Los viajeros atraviesan el valle de las Batuecas ("es como un oasis donde crecen el naranjo y el caqui", escriben) hasta llegar a las Mestas, el preámbulo de  las Hurdes: "Una mancha perdida en España. Las casas jurdanas son pizarras amontonadas y sin trabazón". Disfrutan de la tarde del domingo sentados junto al río Ladrillar, se pasan la petaca para liar cigarrillos, charlan con niños que se bañan en el río, vuelven al camino, se cruzan con un grupo de muchachas "vestidas de domingo con batas de percal que recuerdan los uniformes de un orfanato". La prosa es seca pero no ajena a la descripción que se saborea. Es seca como el paisaje veraniego de las Hurdes (hacen el viaje en el mes de agosto), pero rica: nos sabe a tierra, a trilla, a pajar y a cuadra: "El paisaje se aprieta, es duro; retamas, pinos, jaras, chaparros", escriben. Y, cuando han avanzado algunos kilómetros hacia el interior de la comarca agregan: "Por el claro de un pinar sale la luna entre unas nubes color de leche. Ha surgido una leve niebla que empapa la ropa". Y al describir el miserable pueblo  de Martilandrán: "Como una piña seca y abierta se aprieta un pueblo mísero como la tierra misma. Cincuenta o sesenta tejados de pizarra. Parece como si no hubiese calles, como si fuera una sola edificación negra, una masa oscura, mimética con las cosas".



Caminomorisco, Cambrón, Casarrubio, Nuñomoral, Huetre, Fragosa….  Son, en su mayor parte, pueblos de adobe y laja. Sin ganado apenas o con menguados rebaños de cabras, sin ovejas ni vacas. Son pueblos donde hombres y animales conviven de una forma insalubre aunque inevitable. De casas casi inverosímiles: "En la penumbra hay una familia, un hombre, una mujer preñada, un mozo y unos chiquillos, comiendo. La habitación apenas tendrá un metro y medio de altura, las paredes sin enlucir, sin blanquear, exactamente iguales a los muros exteriores; con el suelo de guijarros y sin más luz que la del día". Barrancos, manantiales, ríos de aguas transparentes, caminos que se internan en frescos pinares, castañares, tabernas como cuevas umbrías, alquerías, iglesias diminutas: tales son los ingredientes que construyen, en el lejano 1958, el territorio que Antonio y Armando recorren con la mochila al hombro.

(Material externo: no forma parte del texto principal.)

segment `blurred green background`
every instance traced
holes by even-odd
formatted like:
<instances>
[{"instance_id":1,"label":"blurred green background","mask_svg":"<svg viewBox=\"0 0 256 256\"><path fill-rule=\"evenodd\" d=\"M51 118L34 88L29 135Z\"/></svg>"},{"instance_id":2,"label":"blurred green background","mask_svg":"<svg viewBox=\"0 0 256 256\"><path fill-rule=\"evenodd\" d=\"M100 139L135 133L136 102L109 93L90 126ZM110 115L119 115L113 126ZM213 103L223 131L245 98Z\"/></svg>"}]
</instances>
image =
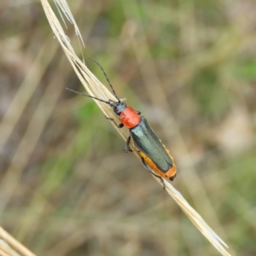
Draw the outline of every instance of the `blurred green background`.
<instances>
[{"instance_id":1,"label":"blurred green background","mask_svg":"<svg viewBox=\"0 0 256 256\"><path fill-rule=\"evenodd\" d=\"M107 84L92 56L175 157L172 184L232 255L256 255L256 2L69 4L90 69ZM40 2L1 1L0 17L1 225L38 255L219 255L93 101L65 90L84 92Z\"/></svg>"}]
</instances>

Una belleza tosca, casi primitiva y enormemente rica, con la que convive la miseria más honda, concentrada en sus habitantes: curas que parecen vivir en el destierro, muchachas de una belleza ajada atendiendo pequeños colmados, mujeres de cuello exagerado de subir cuestas  cargando en las espaldas grandes hatos de brezo, cabreros o pastores que sobreviven, de milagro, con cuatro animales, niños mocosos que lloran en manos de sus madres, casi mimetizadas, en su propensión al luto, con las abuelas, campesinos de manos sarmentosas y piel quemada, alcaldes analfabetos,  casas sin electricidad ni agua corriente, pueblos sin alcantarillado y cuyo alumbrado público descansa en la luz de la luna… 



El viaje, o la caminata, termina en un pueblo al sur de las Hurdes, en Casar de Palomero. Es un día de lluvia y, después de pasar unas horas en una de sus tabernas, tras mostrar su documentación a una pareja de la guardia civil, Antonio y Armando  aceptan la invitación del conductor de un camión, que se ha ofrecido a llevarlos a Plasencia, a "sacarlos" de Las Hurdes y se despiden de unas tierras y de unas gentes que dos años después habrían de quedar inmortalizadas en su libro. Así concluye Caminando por las Hurdes: "El camión arranca al poco rato. Huele a tierra. Algunos hombres se apartan y saludan agitando sus manos. Atrás, queda Casar y, más atrás, las oscuras tierras de las Hurdes". Era agosto de 1958.